Security researches are gradually raising warnings that the Internet of Things will increase, by multitudes, the number of things that can be hacked and attacked.
Alfred Hitchcock’s 1963 movie thriller The Birds illustrates what can happen when systems are corrupted.
The Hitchcockian plotlines are endless. Replace The Birds with flying Amazon delivery drones. Or imagine, as researchers did recently at Black Hat, someone hacking your connected toilet, making it flush repeatedly and closing the lid repeatedly and unexpectedly.
With those visions in mind, pay heed to what Internet security firm Symantec says it has discovered: A new Linux worm that “appears to be engineered to target the Internet of Things.”
No attacks have yet been found in the wild, it reported. But as Alfred Hitchcock once said, “There is no terror in the bang, only in the anticipation of it.”
The worm discovered by Symantec attacks an old PHP vulnerability that was patched last year, and targets a small subset of Internet of Things (IoT) devices, such as Linux-based home routers, set-top boxes, security cameras and industrial control systems.
The worm generates IP addresses randomly, sends out HTTP post requests, and spreads.
More broadly, Symantec says that “vendors of devices with hidden operating systems and software, who have configured their products without asking users, have complicated matters. Many users may not be aware that they are using vulnerable devices in their homes or offices.”
Security researchers do not discount at all the idea that the IoT will serve as a new attack vehicle, but add that the exploit Symantec has discovered likely won’t be one of them.
Ken Westin, a security researcher at Tripwire, says the exploit targets PHP-CGI (common gateway interface), which most Linux systems don’t use.
PHP-CGI is usually used in embedded devices such as routers, said Westin, “but the ‘Internet of Things’ sounds a lot better than ‘a few unpatched routers exposed to the Internet running a specific operating system and configuration.”
That said, the risks posed by the worm does increase the overall incremental risk for unpatched routers and embedded systems “even though the increase is minimal,” said Westin in an email. “It serves as a good reminder that there should always be a firewall between routers and the Internet.”
Security expert Bruce Schneier, didn’t address the Symantec’s finding, but said he is concerned about the broader risks to the Internet of Things. In many cases, IoT connected systems are using firmware that can be hard to patch. In fact, “in many cases, [it’s] unpatchable,” he said.

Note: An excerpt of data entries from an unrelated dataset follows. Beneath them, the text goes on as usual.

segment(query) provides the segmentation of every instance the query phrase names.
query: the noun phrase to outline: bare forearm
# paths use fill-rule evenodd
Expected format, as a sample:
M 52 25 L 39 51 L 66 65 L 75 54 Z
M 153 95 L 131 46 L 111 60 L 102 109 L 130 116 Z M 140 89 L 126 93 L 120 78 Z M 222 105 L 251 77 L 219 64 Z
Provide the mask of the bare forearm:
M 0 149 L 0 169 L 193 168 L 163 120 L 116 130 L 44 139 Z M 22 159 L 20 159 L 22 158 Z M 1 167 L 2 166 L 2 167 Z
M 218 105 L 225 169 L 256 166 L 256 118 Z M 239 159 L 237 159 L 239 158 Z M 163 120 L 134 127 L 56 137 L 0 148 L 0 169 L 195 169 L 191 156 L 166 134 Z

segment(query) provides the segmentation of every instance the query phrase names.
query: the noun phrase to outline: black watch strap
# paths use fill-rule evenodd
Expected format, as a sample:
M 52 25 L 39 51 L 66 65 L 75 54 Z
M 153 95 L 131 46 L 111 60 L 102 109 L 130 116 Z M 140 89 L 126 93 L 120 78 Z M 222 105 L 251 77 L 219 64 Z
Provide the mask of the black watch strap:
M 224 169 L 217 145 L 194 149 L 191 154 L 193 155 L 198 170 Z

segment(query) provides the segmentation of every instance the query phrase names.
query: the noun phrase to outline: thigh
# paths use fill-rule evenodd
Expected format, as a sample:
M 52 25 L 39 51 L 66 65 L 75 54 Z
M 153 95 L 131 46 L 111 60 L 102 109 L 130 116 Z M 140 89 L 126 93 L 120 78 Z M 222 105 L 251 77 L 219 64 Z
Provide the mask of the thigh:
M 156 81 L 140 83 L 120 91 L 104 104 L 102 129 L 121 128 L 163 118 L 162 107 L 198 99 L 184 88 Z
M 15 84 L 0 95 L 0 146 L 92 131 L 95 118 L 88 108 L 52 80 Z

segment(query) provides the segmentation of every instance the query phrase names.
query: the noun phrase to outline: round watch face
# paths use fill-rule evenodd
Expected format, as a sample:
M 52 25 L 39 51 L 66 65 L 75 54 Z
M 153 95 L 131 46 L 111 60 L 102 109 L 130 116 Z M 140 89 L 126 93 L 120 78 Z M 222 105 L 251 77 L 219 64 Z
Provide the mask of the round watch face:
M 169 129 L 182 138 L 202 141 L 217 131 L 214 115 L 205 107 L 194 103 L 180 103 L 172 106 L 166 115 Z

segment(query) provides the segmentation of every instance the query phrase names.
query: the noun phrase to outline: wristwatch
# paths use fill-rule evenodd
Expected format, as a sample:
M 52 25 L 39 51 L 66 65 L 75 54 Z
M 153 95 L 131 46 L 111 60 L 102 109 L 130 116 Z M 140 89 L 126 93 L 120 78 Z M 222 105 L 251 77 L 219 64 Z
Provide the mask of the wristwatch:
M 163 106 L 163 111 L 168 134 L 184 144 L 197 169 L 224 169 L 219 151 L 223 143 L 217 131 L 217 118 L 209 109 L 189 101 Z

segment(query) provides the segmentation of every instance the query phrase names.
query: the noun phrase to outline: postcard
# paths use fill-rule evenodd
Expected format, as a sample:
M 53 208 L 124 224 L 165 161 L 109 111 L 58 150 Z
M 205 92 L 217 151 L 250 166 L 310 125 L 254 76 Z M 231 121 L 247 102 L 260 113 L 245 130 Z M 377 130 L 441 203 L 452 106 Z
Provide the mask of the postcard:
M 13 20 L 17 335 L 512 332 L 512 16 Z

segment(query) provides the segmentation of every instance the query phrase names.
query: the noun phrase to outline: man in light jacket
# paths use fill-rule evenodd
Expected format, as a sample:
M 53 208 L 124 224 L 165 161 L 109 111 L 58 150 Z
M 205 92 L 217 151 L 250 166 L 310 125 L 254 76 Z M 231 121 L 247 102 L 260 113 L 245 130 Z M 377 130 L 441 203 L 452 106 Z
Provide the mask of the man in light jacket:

There are cheap router chips with “opaque globs” of code and “nobody knows how they work,” said Schneier.
“There is a race to the bottom by these vendors, because they are all competing on very cheap stuff,” he said. “There is a big problem waiting to happen here.”
Dwayne Melancon, Tripwire’s chief technology officer, also discounted the worm, but agreed that it does help raise legitimate questions about IoT security.
Many IoT devices are on home networks behind firewalls on wireless routers, so they will be protected from many opportunistic attacks, said Melancon. But “the average Internet user will not be able to tell the difference between secure and insecure devices on their home network. And the fact that many of these devices don’t have security of their own will mean that the attack surface of the Internet of Things is going to expand dramatically.”
Hitchcock was a master at creating the dramatic. Why just imagine what Mrs. Bundy, the elderly ornithologist in Hitchcock’s 1963 movie The Birds, might say if her observations about attacking birds was updated to account for flying delivery drones.
“I have never known birds of different species to flock together. The very concept is unimaginable. Why, if that happened, we wouldn’t stand a chance! How could we possibly hope to fight them?” said Mrs. Bundy.